If you can't keep on topic then please start it elsewhere.

DTLarca
29-01-2011, 11:49 PM
Well I think with all your bickering off-topic has impressed the OP who had the decency to reply to a question but has not had a reply as yet.

If you can't keep on topic then please start it elsewhere.

It's always worth while examining the relevant principles - we have to unpack the technical assumptions for each other so that a sharing of knowledge by way of explanation can take place. Very often the best ideas are not the ideas already known to the contributors but instead the ideas developed out of a synthesis of ideas formed after everyone has critiqued each other's ideas - the best option could always be the so far not realised idea.

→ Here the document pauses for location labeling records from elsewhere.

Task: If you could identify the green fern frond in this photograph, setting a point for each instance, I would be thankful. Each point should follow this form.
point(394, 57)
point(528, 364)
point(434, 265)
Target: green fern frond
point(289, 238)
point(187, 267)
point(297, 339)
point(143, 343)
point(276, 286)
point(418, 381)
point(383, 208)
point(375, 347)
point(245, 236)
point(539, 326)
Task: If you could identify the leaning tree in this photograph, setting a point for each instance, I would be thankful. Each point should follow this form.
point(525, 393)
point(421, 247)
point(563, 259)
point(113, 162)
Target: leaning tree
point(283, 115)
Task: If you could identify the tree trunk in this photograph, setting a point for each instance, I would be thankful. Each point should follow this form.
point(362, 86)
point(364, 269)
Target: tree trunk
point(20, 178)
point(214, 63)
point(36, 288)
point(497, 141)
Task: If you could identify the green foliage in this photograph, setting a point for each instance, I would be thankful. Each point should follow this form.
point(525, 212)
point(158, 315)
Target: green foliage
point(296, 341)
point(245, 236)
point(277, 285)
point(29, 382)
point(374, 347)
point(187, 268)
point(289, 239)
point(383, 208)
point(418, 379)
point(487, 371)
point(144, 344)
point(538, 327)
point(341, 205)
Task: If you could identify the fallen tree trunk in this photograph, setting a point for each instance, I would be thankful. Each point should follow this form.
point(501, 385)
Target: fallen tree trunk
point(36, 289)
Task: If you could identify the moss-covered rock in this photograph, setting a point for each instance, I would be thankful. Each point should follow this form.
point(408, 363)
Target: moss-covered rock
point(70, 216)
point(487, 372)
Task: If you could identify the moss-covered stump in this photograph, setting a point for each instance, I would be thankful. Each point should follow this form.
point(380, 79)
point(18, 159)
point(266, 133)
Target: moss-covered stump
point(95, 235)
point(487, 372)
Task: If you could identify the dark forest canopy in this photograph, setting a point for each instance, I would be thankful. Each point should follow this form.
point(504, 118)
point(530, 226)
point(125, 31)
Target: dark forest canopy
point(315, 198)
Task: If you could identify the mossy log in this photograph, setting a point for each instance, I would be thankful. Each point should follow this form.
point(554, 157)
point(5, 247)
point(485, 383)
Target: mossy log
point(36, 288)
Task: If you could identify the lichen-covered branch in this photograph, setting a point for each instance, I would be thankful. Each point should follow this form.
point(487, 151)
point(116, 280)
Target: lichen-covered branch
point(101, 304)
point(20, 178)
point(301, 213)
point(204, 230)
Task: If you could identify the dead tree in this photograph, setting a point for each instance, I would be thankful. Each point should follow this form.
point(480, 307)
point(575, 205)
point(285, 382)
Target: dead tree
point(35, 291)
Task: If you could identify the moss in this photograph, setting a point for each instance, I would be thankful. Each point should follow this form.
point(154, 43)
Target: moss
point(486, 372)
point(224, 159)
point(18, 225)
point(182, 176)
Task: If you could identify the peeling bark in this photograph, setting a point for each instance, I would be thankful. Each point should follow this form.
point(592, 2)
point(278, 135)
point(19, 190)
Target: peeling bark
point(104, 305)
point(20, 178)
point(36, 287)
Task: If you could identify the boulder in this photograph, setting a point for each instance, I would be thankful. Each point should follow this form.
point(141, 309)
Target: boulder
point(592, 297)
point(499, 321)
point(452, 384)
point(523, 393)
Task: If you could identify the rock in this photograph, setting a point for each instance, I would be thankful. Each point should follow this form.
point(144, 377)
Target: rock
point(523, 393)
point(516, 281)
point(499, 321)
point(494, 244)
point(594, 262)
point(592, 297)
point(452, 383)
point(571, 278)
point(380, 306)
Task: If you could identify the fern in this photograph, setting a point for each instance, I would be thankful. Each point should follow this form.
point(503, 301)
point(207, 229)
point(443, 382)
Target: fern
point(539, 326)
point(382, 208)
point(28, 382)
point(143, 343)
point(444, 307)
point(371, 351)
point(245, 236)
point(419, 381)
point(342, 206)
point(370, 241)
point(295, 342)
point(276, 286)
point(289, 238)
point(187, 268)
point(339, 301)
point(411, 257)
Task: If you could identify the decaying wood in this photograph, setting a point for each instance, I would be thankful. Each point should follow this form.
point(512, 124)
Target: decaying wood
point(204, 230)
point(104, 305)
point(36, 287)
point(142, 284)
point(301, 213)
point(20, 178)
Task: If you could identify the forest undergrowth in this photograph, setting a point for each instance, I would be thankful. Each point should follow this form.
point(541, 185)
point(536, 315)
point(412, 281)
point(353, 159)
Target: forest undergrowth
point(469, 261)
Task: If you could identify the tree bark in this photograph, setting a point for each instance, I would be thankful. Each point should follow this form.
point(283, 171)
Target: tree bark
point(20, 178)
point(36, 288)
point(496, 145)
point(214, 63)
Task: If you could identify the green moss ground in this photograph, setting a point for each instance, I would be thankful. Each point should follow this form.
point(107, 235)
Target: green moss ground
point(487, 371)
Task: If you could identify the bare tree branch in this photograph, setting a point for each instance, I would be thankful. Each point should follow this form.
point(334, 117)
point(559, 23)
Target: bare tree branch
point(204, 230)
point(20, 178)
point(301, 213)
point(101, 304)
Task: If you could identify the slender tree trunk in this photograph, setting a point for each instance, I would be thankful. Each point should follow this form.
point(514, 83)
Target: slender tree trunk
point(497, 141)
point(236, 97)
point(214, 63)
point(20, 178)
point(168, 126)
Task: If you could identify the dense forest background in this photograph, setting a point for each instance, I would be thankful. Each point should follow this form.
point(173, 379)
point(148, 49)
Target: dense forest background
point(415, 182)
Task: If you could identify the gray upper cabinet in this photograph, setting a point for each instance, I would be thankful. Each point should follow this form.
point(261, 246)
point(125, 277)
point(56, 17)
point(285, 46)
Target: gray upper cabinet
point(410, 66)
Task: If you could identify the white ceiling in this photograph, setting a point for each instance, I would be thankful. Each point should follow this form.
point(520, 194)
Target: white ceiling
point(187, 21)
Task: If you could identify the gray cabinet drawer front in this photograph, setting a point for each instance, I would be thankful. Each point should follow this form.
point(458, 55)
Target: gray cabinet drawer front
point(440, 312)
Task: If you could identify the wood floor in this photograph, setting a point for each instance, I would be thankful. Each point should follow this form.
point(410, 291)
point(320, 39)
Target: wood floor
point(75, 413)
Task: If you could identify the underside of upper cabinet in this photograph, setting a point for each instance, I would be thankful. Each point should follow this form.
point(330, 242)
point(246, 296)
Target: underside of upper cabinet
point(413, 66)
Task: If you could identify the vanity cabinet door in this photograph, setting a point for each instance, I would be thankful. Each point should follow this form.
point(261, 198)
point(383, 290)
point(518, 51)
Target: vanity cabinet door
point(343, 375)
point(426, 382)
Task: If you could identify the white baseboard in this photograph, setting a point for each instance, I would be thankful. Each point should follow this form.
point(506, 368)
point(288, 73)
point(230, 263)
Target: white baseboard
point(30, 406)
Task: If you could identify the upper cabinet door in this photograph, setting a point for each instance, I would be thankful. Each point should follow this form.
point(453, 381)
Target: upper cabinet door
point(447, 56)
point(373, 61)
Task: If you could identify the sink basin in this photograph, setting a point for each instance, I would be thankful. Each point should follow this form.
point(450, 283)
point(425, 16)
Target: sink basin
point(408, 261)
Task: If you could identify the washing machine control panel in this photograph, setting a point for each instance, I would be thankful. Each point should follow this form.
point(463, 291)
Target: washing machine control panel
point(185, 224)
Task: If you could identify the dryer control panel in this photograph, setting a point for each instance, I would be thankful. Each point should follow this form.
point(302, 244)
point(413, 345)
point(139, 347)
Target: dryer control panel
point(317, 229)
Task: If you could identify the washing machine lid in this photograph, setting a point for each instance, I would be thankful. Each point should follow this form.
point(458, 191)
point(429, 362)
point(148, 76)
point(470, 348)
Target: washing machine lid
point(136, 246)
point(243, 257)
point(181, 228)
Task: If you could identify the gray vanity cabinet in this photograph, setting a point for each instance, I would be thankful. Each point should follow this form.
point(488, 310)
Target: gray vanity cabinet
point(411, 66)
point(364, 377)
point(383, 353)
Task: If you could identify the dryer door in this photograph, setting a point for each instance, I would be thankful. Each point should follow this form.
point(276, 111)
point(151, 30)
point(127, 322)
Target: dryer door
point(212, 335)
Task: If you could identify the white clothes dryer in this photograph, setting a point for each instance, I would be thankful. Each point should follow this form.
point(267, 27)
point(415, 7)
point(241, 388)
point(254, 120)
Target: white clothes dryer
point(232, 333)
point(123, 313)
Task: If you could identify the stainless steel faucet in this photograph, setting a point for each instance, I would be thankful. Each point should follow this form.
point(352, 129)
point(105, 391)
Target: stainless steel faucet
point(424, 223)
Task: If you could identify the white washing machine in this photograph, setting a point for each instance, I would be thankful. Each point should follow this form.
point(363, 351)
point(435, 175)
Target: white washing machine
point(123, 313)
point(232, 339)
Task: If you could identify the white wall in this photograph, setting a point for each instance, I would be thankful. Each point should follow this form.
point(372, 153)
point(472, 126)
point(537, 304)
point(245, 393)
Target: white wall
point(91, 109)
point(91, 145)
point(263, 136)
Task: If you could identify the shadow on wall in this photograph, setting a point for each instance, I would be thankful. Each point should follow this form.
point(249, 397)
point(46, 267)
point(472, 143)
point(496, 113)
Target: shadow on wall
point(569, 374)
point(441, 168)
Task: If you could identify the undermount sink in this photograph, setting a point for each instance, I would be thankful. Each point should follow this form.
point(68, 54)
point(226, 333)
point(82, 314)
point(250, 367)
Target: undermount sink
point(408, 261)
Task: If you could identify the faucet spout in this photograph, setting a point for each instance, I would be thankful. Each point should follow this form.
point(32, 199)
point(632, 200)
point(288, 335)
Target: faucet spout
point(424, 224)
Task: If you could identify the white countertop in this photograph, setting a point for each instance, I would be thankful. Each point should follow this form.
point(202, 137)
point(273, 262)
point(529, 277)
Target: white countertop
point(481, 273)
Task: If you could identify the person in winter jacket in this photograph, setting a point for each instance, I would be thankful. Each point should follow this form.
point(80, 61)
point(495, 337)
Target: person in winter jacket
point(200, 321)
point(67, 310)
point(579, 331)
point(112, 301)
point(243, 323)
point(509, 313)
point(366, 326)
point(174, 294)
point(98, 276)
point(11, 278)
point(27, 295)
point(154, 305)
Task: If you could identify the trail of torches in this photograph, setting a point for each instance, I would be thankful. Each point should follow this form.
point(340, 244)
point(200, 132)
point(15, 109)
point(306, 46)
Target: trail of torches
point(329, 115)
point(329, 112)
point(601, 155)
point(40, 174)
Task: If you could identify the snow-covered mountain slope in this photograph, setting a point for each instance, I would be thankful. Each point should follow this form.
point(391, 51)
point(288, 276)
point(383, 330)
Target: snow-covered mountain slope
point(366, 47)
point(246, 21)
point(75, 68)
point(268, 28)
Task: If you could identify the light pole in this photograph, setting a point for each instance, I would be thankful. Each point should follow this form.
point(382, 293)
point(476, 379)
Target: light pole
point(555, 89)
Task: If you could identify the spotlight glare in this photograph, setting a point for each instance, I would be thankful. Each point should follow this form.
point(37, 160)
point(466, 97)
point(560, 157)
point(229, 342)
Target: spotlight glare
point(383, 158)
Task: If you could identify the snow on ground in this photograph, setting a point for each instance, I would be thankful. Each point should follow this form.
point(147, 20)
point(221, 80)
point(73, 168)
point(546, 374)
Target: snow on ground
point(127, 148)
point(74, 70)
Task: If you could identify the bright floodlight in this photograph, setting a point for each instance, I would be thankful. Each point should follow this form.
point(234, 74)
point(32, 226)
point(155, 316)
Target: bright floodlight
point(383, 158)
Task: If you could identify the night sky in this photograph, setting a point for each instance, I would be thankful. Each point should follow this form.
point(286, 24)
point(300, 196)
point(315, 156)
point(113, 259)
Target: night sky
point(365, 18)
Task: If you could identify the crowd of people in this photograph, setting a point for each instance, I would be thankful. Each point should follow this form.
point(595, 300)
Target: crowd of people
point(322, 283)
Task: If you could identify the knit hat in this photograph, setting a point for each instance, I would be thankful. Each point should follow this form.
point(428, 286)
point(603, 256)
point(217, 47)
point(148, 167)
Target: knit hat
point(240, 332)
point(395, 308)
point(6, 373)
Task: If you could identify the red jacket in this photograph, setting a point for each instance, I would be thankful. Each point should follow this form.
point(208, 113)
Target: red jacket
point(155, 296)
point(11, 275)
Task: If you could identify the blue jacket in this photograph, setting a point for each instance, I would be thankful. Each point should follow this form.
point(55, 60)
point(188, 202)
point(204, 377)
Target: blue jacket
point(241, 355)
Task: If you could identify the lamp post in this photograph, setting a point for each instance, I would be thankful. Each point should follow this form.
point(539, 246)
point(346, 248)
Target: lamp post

But this nobel process is always ruined when people get personal. If someone is possibly wrong about something they say all this means is that what they say contradicts some other fact or theory already in wide circulation or already agreed prior in the discussion. This means that if we think someone is wrong we should present as evidence for our argument the principles in conflict with their argument - we should demonstrate how their argument is wrong. Not merely call them names.

We can make personal judgments of people only after we have satisfactorily demonstrated them to be in error but not in place of demonstrating their errors.


We have 5 machines at 1100kw. chilled water at 12/18 degC. condensing 29/35 degC

If the idea is to run the turbocore units at 25% load at these conditions then making savings could be difficult because the high COP's occur when the impeller speeds are reduced and not when the pre-whirl vanes are closing. At these conditions 25% capacity would likely be achieved by pre-whirl vane closure. Savings would best be realised when the vanes can remain fully open and instead the speeds are reduced to unload - this requires reduced ambient temperatures be used to reduce condensing pressures.

NoNickName
30-01-2011, 10:03 AM
so basicly you will get the best COP when you have 5.5 MWatts of cooling capacity, against a rated load of 2.5 MWatts, and the ambient temperature only needs you to deliver 1.5 MWatts.
Bad investment, sorry.

DTLarca
30-01-2011, 03:12 PM
Here are some old MET Office numbers for southern England. Hours per year at varying dry bulb temperatures. I notice the wet bulb temps for below zero are higher than the dry bulb temps. Is that an error in the placement of the data or is there something to psychometrics that I haven't yet realised?

Anyway - the point is that not since the 70's have we held systems, all year round, up at their design summer condensing temps. For most hours in the UK we can have condensing water temperatures of 16/22 C when we can easily have COP's of 11/1 with trubocore.

Later too with scrolls when they eventually build them with internal Vi.